The state, however, could do much better in supporting its teachers with benefits like secure pension plans. Based on a recent study of the state’s pension system, idiosyncratic and hidden conditions in the pension formula result in 74% of state educators taking a loss when they receive their pension distributions. The 12% of new teachers expected to stay in the profession long enough to even receive a pension is the lowest in the nation and exceptionally poor compared to the other best states to be a teacher.
> Average teacher pay: $70,094 (6th highest)
> Student-teacher ratio: 23 to 1 (6th lowest)
> New teachers expected to qualify for a pension: 55.0% (15th highest)
> High school graduation rate: 87.9% (15th highest)
Teachers in Connecticut are among the best paid and have some of the smallest class sizes. Additionally, the requirements to collect full retirement benefits are favorable enough to incentivize about 55% of teachers to keep teaching until they qualify for a pension, among the highest shares in the country. The typical annual benefit for new retirees is about $53,500, the second highest of all states.

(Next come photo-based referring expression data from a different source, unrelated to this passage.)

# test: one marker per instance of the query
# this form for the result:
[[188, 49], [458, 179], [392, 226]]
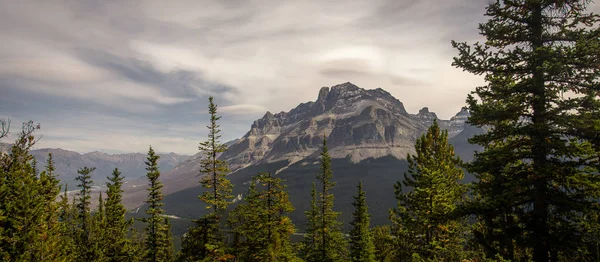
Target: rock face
[[357, 123]]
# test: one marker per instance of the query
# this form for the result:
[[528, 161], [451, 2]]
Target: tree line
[[536, 196]]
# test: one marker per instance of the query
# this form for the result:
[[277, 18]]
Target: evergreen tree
[[66, 216], [167, 244], [263, 222], [85, 249], [98, 232], [422, 218], [206, 238], [52, 243], [331, 245], [157, 244], [384, 243], [117, 244], [311, 236], [21, 204], [361, 238], [541, 65]]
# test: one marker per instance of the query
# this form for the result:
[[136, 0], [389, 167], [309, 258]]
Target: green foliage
[[384, 243], [218, 196], [309, 248], [262, 225], [118, 246], [324, 228], [67, 217], [538, 181], [84, 241], [422, 220], [25, 234], [361, 238], [157, 242], [53, 244], [205, 239]]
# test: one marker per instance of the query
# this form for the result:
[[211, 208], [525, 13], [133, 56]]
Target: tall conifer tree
[[331, 245], [52, 243], [117, 244], [310, 250], [263, 221], [85, 251], [205, 238], [541, 65], [422, 218], [157, 244], [361, 238], [21, 204]]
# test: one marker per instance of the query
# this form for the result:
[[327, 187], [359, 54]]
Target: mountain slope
[[369, 135], [68, 162]]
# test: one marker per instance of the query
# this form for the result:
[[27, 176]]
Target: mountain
[[131, 165], [369, 134]]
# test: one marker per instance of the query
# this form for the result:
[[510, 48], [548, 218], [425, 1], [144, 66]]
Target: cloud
[[131, 72], [243, 109]]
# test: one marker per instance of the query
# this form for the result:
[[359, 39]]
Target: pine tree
[[310, 250], [384, 243], [263, 222], [156, 242], [21, 204], [66, 217], [85, 250], [541, 64], [98, 232], [361, 238], [52, 242], [205, 238], [117, 244], [422, 218], [330, 245]]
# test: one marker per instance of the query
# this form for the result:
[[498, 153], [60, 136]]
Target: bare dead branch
[[5, 125]]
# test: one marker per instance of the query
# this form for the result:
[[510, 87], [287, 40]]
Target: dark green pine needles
[[361, 238], [538, 173], [422, 220]]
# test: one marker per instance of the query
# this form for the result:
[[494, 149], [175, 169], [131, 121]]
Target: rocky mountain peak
[[323, 94], [425, 116]]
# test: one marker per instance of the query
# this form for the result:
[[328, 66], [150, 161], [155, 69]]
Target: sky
[[118, 76]]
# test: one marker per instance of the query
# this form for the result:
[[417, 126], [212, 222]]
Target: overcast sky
[[117, 76]]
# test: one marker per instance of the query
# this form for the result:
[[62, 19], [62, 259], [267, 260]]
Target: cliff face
[[357, 123]]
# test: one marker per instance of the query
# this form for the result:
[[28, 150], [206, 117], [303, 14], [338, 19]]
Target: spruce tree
[[263, 222], [330, 243], [21, 204], [117, 244], [85, 250], [422, 218], [66, 217], [541, 65], [98, 231], [52, 243], [309, 251], [157, 232], [384, 243], [205, 238], [361, 238]]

Some of the strengths in the state’s teaching quality policies that the National Council on Teacher Quality has identified include requiring that all teacher evaluations include observations and that all tenure decisions are made based on evidence of teacher effectiveness.
3. New Jersey
> Average teacher pay: $64,337 (15th highest)

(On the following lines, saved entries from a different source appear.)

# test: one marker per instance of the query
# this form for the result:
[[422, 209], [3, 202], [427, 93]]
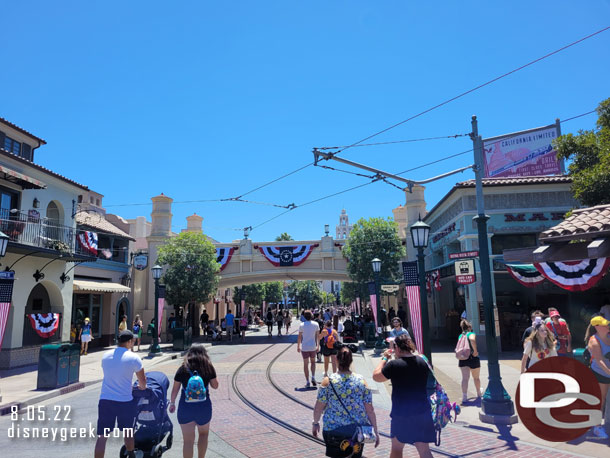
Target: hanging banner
[[88, 241], [287, 256], [223, 256], [464, 272], [7, 279], [526, 274], [140, 261], [575, 275], [45, 324], [521, 154]]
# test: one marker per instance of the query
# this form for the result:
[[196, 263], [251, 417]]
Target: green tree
[[589, 153], [307, 293], [192, 273], [284, 236], [373, 238]]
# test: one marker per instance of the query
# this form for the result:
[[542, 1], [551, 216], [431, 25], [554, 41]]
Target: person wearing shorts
[[307, 345], [116, 405]]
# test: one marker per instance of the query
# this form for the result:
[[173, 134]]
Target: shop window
[[501, 242]]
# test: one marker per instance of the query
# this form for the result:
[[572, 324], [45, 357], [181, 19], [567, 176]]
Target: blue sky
[[207, 100]]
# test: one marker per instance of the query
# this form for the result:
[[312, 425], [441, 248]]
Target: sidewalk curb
[[6, 408]]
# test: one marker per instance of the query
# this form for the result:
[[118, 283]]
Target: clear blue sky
[[206, 100]]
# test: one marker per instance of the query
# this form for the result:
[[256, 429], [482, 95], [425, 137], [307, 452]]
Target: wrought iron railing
[[30, 229]]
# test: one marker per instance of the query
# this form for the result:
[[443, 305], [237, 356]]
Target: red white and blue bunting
[[224, 255], [88, 241], [526, 274], [45, 324], [287, 256], [575, 275]]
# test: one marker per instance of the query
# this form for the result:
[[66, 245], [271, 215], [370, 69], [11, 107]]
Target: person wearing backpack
[[411, 420], [328, 337], [194, 378], [470, 364], [597, 339]]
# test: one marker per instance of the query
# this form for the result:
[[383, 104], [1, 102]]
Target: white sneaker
[[599, 431]]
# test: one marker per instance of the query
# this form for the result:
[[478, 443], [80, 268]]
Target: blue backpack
[[195, 390]]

> Student-teacher ratio: 21 to 1 (2nd lowest)
> New teachers expected to qualify for a pension: 56.0% (12th highest)
> High school graduation rate: 90.5% (2nd highest)
Teachers’ average annual pay in New Jersey is higher than the national teachers’ pay of about $63,000, adjusted to cost of living. But the very low student to teacher ratio and the relatively high share of new teachers who are expected to stay in the profession long enough to retire and collect benefits bumps its rank among the states where it’s best to be an educator.

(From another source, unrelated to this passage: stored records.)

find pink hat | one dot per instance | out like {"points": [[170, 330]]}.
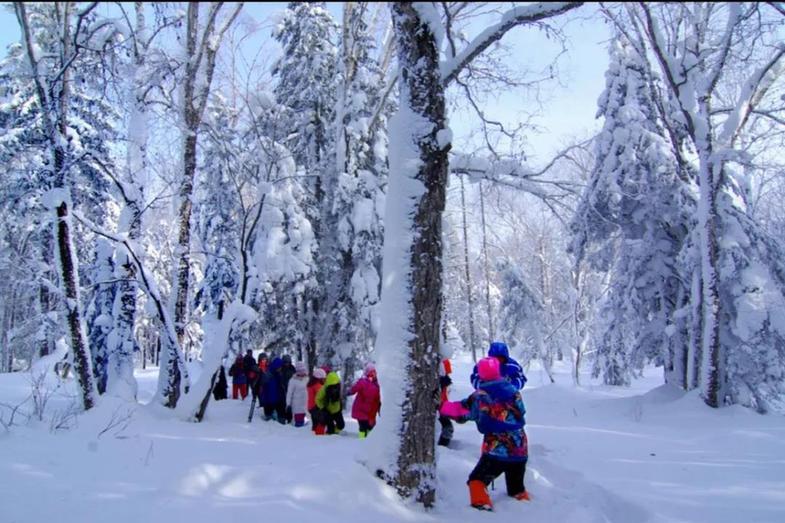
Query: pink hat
{"points": [[488, 369]]}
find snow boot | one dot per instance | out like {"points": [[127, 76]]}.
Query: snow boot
{"points": [[478, 495]]}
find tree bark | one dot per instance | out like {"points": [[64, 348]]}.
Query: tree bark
{"points": [[421, 92], [469, 297]]}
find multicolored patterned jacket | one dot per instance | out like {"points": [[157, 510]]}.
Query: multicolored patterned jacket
{"points": [[498, 409]]}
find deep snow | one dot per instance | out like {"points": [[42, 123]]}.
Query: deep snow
{"points": [[598, 454]]}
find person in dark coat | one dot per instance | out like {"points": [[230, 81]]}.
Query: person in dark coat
{"points": [[250, 367], [287, 371], [219, 390], [239, 379], [273, 393]]}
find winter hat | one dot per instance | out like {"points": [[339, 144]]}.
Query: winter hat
{"points": [[498, 350], [488, 369]]}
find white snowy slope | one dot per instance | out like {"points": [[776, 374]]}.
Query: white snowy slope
{"points": [[598, 454]]}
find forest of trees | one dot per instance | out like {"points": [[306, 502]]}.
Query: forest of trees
{"points": [[169, 197]]}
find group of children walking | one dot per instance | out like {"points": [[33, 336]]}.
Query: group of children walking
{"points": [[286, 393]]}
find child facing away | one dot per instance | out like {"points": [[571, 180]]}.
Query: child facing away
{"points": [[297, 394], [239, 379], [497, 408], [328, 401], [314, 384], [368, 402]]}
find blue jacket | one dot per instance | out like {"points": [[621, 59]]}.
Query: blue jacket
{"points": [[498, 409], [511, 371], [272, 384]]}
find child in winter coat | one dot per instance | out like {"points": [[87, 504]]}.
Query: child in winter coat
{"points": [[239, 379], [498, 409], [297, 394], [368, 402], [219, 390], [510, 369], [314, 384], [273, 393], [328, 401], [445, 369]]}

Some of New Jersey’s trengths that make teachers working environment better, according to the National Council on Teacher Quality, include connecting graduates’ growth to their teacher preparation programs, supporting teacher leadership opportunities, and requiring tenure decision to be connected to teacher effectiveness.
2. New York
> Average teacher pay: $72,643 (2nd highest)
> Student-teacher ratio: 23 to 1 (8th lowest)
> New teachers expected to qualify for a pension: 40.0% (21st lowest)
> High school graduation rate: 81.8% (12th lowest)
With a cost of living adjusted average teacher pay of $72,643 a year, New York public school teachers are paid better than teachers in every state except for Massachusetts. New York’s public school teachers and students alike benefit from manageable classroom sizes, which tend to improve working conditions and support academic achievement. On average, there are 23 students for every teacher in the state, the eighth best ratio compared to all states.
The percentage of new teachers expected to stay in the profession long enough to qualify for a pension, at just 40%, is one of the lower percentages in the nation. However, the teachers who do retire eligible for a pension benefit are better off than those in other states. The median benefit for newly retired teachers in New York is $51,360 annually, second in the nation after Illinois.
1. Rhode Island
> Average teacher pay: $72,058 (3rd highest)
> Student-teacher ratio: 24 to 1 (13th lowest)
> New teachers expected to qualify for a pension: 59.0% (7th highest)
> High school graduation rate: 84.1% (22nd lowest)
Rhode Island is the best state for public school teachers. While the National Council on Teacher Quality graded the state well overall for teacher quality, it gave an F to Rhode Island for teacher compensation structures known to support better academic achievement and teacher working conditions. Policies such as those providing incentives for teachers to work in needy school districts, and programs rewarding effectiveness and prior experience are completely absent in the state. Still, those in the teaching profession are paid well, with an average annual salary of $72,058.
Rhode Island public school teachers also benefit from relatively small classroom sizes, and they are supported by one of the nation’s more coherent and generous retirement systems. Unlike most states, a majority of new teachers in Rhode Island will likely remain in the profession long enough to qualify for a pension benefit.